Tuesday, September 3, 2013

Cass Stage 5

If you have never heard of the Cass Identity Model, it is a neat little collection of the 6 steps of coming out. While usually meant for gay people, it can also be applied to transgender people.  Much like the steps you hear about for the grieving process, the Cass stages go through confusion (or denial), comparison, tolerance, and acceptance.  However, it doesn't stop at acceptance.  Stage 5 of the Cass model is pride.  I'm not talking about walking around with self-esteem or anything mundane like that.  No people, this is the LGBT community we are talking about.  It's not just pride.

It's PAH-RIDE!!!!!!
*sparkle, sparkle*

I remember when we first started therapy, we were new to the acceptance stage and trying to just deal with the idea of having to explain TK to others.  I asked if this would ever become something that just was part of our lives, something that wasn't a big deal, that wasn't part of our conversation several times a day, something that we just lived with without all the focus.  The answer I got was a resounding YES!  I breathed a sigh of relief, but then the therapist told me to enjoy this stage because in between acceptance and synthesis is pride.  Big fat rainbow-tutu'd, getting interviewed by drag queens, gold glitter highlights in the hair PRIDE!  
TK (left) & his cousin


TK jumped into the pride stage with aplomb.  No, he didn't jump, he sashayed.  In fact, he's still riding that pride wave high.  Today was his first day of 3rd grade.  I have been nervous about it all summer.  Last week, the county was awesome enough to go into his school and give an LGBT training to the teachers.  It got some pretty good reception so I was a bit hopeful that this year would be different from the train wreck of last year.  New school (because the school is split at 2nd grade, not because we changed schools), new teachers, new principal.  But the same kids.  The same students who have known TK since kindergarten...the kids who know he is a boy.

TK waltzed onto that campus this morning in his leopard print leggings, glittery top, and pigtails streaming.  Four pigtails, actually.  Can't pass up an opportunity to be different.  He walked right into his classroom, hung up his Hello Kitty backpack and lunchbox, and said hi to all his old classmates.  Some of them recognized him, some didn't.  Some gave him a long look, others didn't blink an eye.  But, none of that mattered because he was on top of the world and this is going to be his year.

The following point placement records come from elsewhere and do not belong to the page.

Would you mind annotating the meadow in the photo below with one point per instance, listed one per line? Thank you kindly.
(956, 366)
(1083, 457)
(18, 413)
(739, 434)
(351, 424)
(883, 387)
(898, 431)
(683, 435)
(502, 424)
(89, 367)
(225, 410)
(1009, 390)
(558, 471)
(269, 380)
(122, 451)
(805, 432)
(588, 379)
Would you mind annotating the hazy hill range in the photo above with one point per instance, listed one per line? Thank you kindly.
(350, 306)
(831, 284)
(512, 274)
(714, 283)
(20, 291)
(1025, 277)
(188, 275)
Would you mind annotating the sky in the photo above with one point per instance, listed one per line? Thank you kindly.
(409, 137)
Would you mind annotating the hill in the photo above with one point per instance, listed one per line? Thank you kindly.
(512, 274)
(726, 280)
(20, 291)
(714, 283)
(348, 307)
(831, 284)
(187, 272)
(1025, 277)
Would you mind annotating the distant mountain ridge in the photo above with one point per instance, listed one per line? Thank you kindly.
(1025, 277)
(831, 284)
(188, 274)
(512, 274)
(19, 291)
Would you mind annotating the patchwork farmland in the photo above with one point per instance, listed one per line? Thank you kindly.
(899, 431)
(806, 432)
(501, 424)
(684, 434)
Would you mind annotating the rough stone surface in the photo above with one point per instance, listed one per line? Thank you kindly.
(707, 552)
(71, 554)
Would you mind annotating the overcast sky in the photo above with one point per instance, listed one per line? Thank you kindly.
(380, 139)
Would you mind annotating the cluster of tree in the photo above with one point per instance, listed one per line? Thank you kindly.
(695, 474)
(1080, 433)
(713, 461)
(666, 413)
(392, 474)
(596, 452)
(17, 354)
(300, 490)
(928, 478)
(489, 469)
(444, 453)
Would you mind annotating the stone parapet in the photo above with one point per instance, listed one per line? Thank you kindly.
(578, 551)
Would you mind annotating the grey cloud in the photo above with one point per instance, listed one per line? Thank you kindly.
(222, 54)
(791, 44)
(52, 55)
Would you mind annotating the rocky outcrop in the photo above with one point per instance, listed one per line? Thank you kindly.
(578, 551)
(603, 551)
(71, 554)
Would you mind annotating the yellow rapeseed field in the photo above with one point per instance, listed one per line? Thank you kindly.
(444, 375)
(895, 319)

As I went to leave, TK told me he wanted female pronouns.  I don't know if he meant at school or everywhere and I haven't had the chance to bring it up but, he did tell me that everyone called him "she" at school.  However, that's not the most exciting thing.  To me, the best part of the day was when my 6th grader said he saw TK coming out of the bathroom.  He used the bathroom!  At school!  He hasn't done this in a very long time.  Yay for the pride stage!  If it means my son is happy and comfortable in who he is, I'm happy to let the flamboyant dress-up and outlandish hair-do's last as long as he needs them to.

And although I am looking forward to the synthesis stage, I kind of want to hang onto my baby's male pronouns for a bit in the meantime.  I've read about how parents of trans children feel like they've lost a son or daughter and I never understood, until now.  Hearing other people call TK "she" regularly now, a part of me dies inside every time I hear it.  He is my baby.  He's my last child.  He's my little boy.  Only...I'm not sure he is my little boy, or ever really has been.  He may actually be that daughter I've always wanted.